I was thinking about him again last night for the millionth time. For the millionth time I hated it. The memories are bittersweet and over time have probably become more bitter than sweet.
It’s been more than three years since I last spoke to him. I remember that evening as though it happened last night. I knew he was getting ready to get out of the military and to start a new chapter of his life. I tried calling and this time he answered. We talked for a bit and I was stunned to hear of his moving in the morning. I didn’t know it would be that soon. He never said a word to me about when he would be leaving. He said he’d been busy and sick – excuses for not talking to me in weeks and yet, with a big move there is some truth to that.
“I miss those blue eyes,
How you kiss me at night;
I miss the way we sleep,
Like there’s no sunrise,
Like the taste of your smile,
I miss the way we breathe” – Colbie Caillat, “I Never Told You”
It was everything I could do from crying on the phone. I simply didn’t expect to not have one more chance to see him. I’m certain that’s part of why he never called back that night like he promised – the quiver in my voice revealed my feelings. He told me he doesn’t handle emotion very well several months prior. He told me he tends to push people away to protect them and at the time I bought the lie. He may not even totally realize that it’s about protecting him, not his loved ones. I never heard from him again. I revealed my slightly “crazy” side by trying to call him a few times but I didn’t go overboard, at least not in my opinion.
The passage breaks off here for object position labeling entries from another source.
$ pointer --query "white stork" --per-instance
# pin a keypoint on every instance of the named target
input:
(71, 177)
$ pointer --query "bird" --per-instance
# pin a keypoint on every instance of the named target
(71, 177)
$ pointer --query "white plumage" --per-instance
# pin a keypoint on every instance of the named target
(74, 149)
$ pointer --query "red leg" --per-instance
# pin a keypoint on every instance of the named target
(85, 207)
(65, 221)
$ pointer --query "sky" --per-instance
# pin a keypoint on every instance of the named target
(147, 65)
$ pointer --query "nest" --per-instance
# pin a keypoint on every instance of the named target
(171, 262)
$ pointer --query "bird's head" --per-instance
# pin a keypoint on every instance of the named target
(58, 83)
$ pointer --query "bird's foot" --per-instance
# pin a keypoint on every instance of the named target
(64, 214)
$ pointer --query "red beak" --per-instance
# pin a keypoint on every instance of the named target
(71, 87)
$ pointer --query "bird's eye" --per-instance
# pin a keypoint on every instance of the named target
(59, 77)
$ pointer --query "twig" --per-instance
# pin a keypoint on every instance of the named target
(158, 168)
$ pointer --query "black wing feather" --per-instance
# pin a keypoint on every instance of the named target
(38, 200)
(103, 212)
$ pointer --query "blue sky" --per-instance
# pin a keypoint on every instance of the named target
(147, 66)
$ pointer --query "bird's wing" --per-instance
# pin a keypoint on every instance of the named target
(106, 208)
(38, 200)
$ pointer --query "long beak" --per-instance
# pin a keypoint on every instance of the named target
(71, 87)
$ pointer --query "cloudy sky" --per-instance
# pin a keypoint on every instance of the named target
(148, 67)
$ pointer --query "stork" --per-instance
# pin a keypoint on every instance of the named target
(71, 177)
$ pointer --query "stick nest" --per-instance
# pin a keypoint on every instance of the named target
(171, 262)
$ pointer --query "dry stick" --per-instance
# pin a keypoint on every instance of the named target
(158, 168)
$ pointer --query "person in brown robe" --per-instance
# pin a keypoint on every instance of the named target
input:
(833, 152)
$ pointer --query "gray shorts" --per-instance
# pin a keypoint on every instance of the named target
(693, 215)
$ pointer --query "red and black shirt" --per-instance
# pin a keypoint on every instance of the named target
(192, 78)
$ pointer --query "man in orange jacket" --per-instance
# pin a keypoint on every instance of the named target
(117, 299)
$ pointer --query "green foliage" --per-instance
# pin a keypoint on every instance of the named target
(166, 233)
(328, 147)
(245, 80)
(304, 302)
But again it was probably enough to scare him, though in retrospect, he may just never have called anyway.
“I see your blue eyes,
Every time I close mine,
You make it hard to see.”
– Colbie Caillat, “I Never Told You”
The memories are like the ocean tide – high and then low. The waves of memories come creeping in slowing and steadily, creeping up on the shore inch by inch but then fall back, leaving only traces of themselves in the sand. There must be a full moon this time impacting how long this high tide is lasting because it’s sticking around far too long. At low tide, I think of him but then it passes fairly quickly and I move onto other things. This high tide – the waves are stronger than I’ve known before and it’s not slinking back to the ocean as usual. It’s brutal.
Jann Arden is a wonderful singer/songwriter, whom I first heard on the radio back in the 1990s. She penned a song called “Insenstive.” She wrote about how this particular man is cold and calculating. He never seemed to get caught up in the moment; “let his hair down” so to speak. His emotions, if he had any, never got the best of him. She asks him simply to teach her how to do that; she writes: “how do you cool your lips after a summer’s kiss; how do you rid the sweat after the body bliss; how do you turn your eyes from the romantic glare; how do you block the sound of a voice you’d know anywhere.”
To be fair, he isn’t “insensitive,” but he has mastered his emotions. That’s a nifty little trick. I wonder how he does it? I wish it were something I could learn. Oh how my life would be easier if I could just block the sound of my heart’s voice; that little call to my mind that brings up all those memories and tortures me so.
Maybe it’s the lack of closure as me and my friends suspect. Maybe it’s because somewhere deep inside I still hope to hear from him. I don’t know; I just know I don’t like it. It feels foolish to keep the memories around and certainly to keep thinking of that week I spent with him in Oceanside. How stupid it is to think about how he treated me so kind when I wasn’t feeling well, or how we played around on the beach or how it felt like we were playing “house.” Could I be any more silly when thinking back on how he held me? Or how he kissed me? What about his silly side I loved so much? It’s all foolish. Every last memory – foolish.
Today is the close of my category – “The Foolish Things People Do,” as April is ending. I just wish I could quit doing foolish things with the end of the month.